The relationship between the U.S. tech industry and government hangs in the balance as Apple, Inc. and the FBI continue to disagree over unlocking one of the San Bernardino shooter’s iPhone.  A magistrate Judge in the U.S. District Court of Central California ordered Apple to provide the FBI with software to access the locked iPhone that was once used by Syed Rizwan Farook. The phone was last backed up six weeks before the shooting, so the FBI has access to all of the information except from the weeks leading up to the tragic event. All iPhones are equipped with a “self-erase mechanism” that wipes the phone clean if too many incorrect password login attempts are made. The software the FBI is seeking would allow them to try as many passwords as necessary to unlock the phone without consequences like losing the phone’s data.

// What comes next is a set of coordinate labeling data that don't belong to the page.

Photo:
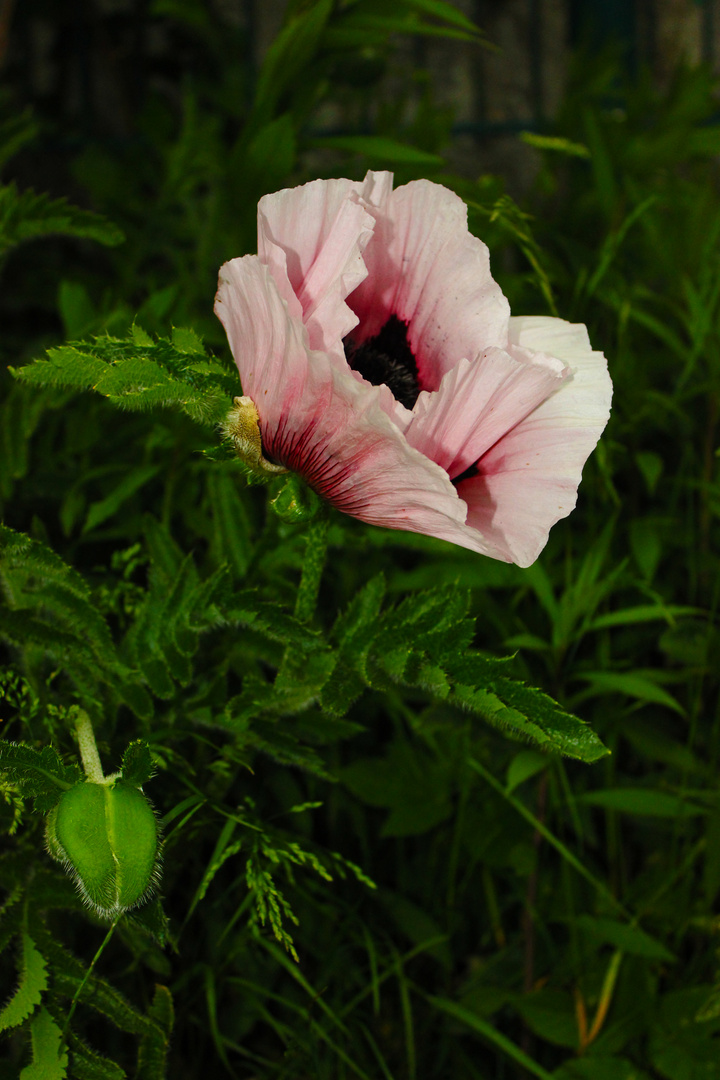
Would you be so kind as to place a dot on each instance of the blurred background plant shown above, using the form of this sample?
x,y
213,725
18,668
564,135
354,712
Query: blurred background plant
x,y
460,904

Apple, Inc. is taking a strong stance against the court order to create this unique software. In an email to all Apple employees CEO Tim Cook stated, “the data security of hundreds of millions of law-abiding people is at stake and this could set a dangerous precedent that threatens everyone’s civil liberties”. Apple is interested in helping the FBI obtain the information they need, but feel that developing this software would not be a safe option, because it goes beyond the scope of what government may reasonably demand under the Constitution. Moreover, developing a method for accessing an encrypted phone, gives hackers and ill-intentioned people potential access to this software as well. Apple believes that once they create the software there is no way to guarantee it could not fall into the wrong hands or that it could lead to more government intrusions. Cook, with his stance on this issue, is making it clear that he will not do anything to jeopardize Apple consumers’ privacy. Organizations including Facebook and Google have commented on the issue in support of Apple’s decision.

While Apple has made strong points to defend their position, the FBI has a very convincing point of view as well. FBI Director James Comey stated in his reply to Cook’s email that accessing the iPhone is about “the victims and justice”. He made clear that the FBI is not interested in a “master key,” but simply wants access to this one iPhone. Comey argued that the FBI is trying to do a thorough investigation of an event that devastated numerous lives, and the American people deserve all information to be examined.

Currently, Apple is fighting the court order in the hopes of not having to create the software for the FBI, but this is an ongoing issue that does not look like it will be resolved any time soon. Apple has made it clear that they have cooperated with law enforcement in the past but they have never been asked to develop software that would weaken an iPhone’s passcode security. On the other hand, the FBI has a job to do in seeking justice for the victims and looking for any clues that could prove there were terrorist ties to this event.

Cyrus Vance, district attorney for Manhattan said in an interview, “… if the FBI wins and is given access to the phone, I have 175 iPhones waiting to be unlocked for other cases”. Looking to the future, the outcome of this case could set the precedent of what the relationship between the government and tech industry will be.